Lenders Swamped By Foreclosures Let Homeowners Stay [Bloomberg]

8 thoughts on “JustQuotes: Food For Foreclosure Thoughts (Including Data Lag)”
  1. That doesn’t take into account the woman he knows who hasn’t made a mortgage payment in eight months and hasn’t heard from her lender, Pannabecker said.
    Here’s a new plan for buying a house:
    Buy, hope the lender doesn’t notice you not paying, save the money you would have spent on the mortgage, go to Vegas, drop it all on black, come back, pay the late fees and catch up, avoid foreclosure!

  2. Her loan is probably on the books of Ben’s $30 Billion bail-out. Don’t worry, you won’t have to make a single mortgage payment again. Courtesy of the tax payer. Congratulations, enjoy your home!

  3. I don’t think the taxpayers are paying her mortgage…yet.
    Her loan is number 247 in a pile of thousands on somebody’s desk. Or worse – it’s been cut into 39 pieces, which are now held by regional pension funds and university endowments worldwide. They can’t foreclose because nobody can figure out who actually owns the note.
    But the operative word in my first sentence is “yet.” Consider it the modern analog to “government cheese”: government stucco.

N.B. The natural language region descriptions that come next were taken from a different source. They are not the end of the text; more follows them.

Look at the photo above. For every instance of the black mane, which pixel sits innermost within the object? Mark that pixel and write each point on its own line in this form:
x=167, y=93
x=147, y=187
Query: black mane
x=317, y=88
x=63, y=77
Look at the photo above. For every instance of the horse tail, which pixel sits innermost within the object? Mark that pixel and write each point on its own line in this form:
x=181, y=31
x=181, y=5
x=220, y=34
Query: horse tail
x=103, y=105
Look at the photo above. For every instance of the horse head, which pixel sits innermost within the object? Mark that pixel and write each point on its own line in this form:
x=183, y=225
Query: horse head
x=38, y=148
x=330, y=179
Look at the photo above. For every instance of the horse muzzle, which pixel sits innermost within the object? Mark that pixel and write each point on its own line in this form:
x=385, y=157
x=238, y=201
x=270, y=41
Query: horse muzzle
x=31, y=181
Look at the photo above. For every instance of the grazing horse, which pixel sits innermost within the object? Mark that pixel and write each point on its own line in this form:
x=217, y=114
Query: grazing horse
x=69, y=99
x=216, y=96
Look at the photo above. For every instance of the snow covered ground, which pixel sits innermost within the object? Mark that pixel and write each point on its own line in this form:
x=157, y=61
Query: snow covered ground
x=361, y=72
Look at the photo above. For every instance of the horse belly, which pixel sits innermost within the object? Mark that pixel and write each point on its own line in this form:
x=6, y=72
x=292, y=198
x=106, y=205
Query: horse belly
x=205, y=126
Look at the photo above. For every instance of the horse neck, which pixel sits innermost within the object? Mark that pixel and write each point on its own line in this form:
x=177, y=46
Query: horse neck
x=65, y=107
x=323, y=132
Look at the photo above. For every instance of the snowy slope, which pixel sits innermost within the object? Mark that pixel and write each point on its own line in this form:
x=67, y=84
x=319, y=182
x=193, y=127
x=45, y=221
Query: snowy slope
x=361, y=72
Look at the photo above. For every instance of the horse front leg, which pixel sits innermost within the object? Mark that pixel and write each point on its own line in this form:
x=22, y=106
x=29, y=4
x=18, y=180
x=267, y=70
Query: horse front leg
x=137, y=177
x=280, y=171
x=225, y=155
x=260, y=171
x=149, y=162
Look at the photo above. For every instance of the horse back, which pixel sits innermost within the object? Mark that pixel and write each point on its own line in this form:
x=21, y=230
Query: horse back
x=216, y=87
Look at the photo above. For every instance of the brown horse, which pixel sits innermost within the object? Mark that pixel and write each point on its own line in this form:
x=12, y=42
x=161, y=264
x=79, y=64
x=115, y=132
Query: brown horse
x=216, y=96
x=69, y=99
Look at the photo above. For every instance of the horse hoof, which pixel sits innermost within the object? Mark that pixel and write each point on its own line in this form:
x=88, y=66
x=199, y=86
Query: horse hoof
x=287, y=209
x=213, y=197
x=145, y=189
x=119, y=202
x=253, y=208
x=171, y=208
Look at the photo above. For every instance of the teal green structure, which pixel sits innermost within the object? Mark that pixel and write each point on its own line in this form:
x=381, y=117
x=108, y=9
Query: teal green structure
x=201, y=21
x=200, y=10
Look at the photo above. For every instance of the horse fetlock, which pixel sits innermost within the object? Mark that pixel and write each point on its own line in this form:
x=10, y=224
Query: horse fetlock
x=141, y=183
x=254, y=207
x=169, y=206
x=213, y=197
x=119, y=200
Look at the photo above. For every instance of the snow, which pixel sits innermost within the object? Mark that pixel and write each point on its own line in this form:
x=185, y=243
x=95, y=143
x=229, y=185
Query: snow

  4. Boy, you see the mortgage interest rates skyrocketing and it isn’t any wonder why when you see how much the investors are losing.
    A one year adjustible ARM is up a full percentage point from its lows of last month. Fixed rates are up 1/3 of a percent from their lows last month, and this is in an environment in which official interest rates are falling, and are predicted to fall further.
    That really sucks for the rest of us. With ever-increasing qualification standards, and higher and higher rates, the remaining few who can qualify are able to qualify for less and less as time goes on.
    Even the so called safe FHA loans that are superconforming are up 0.5% above conforming loans. Some brokers are saying that whole limit increase is now a total wasted effort – things got no better than before. All because the investors are taking more and more of the money, and making it harder to qualify, as a result of experiences like the subject of this thread.

  5. “People take what they want to take,” McGee said. “They feel that they’re owed.”
    I don’t get this at all. What are they owed exactly? If anyone gets screwed in all of this, it’s the current renters, and homeowners who make their payments. Those are the ones who will feel like they are “owed” once the bailout begins.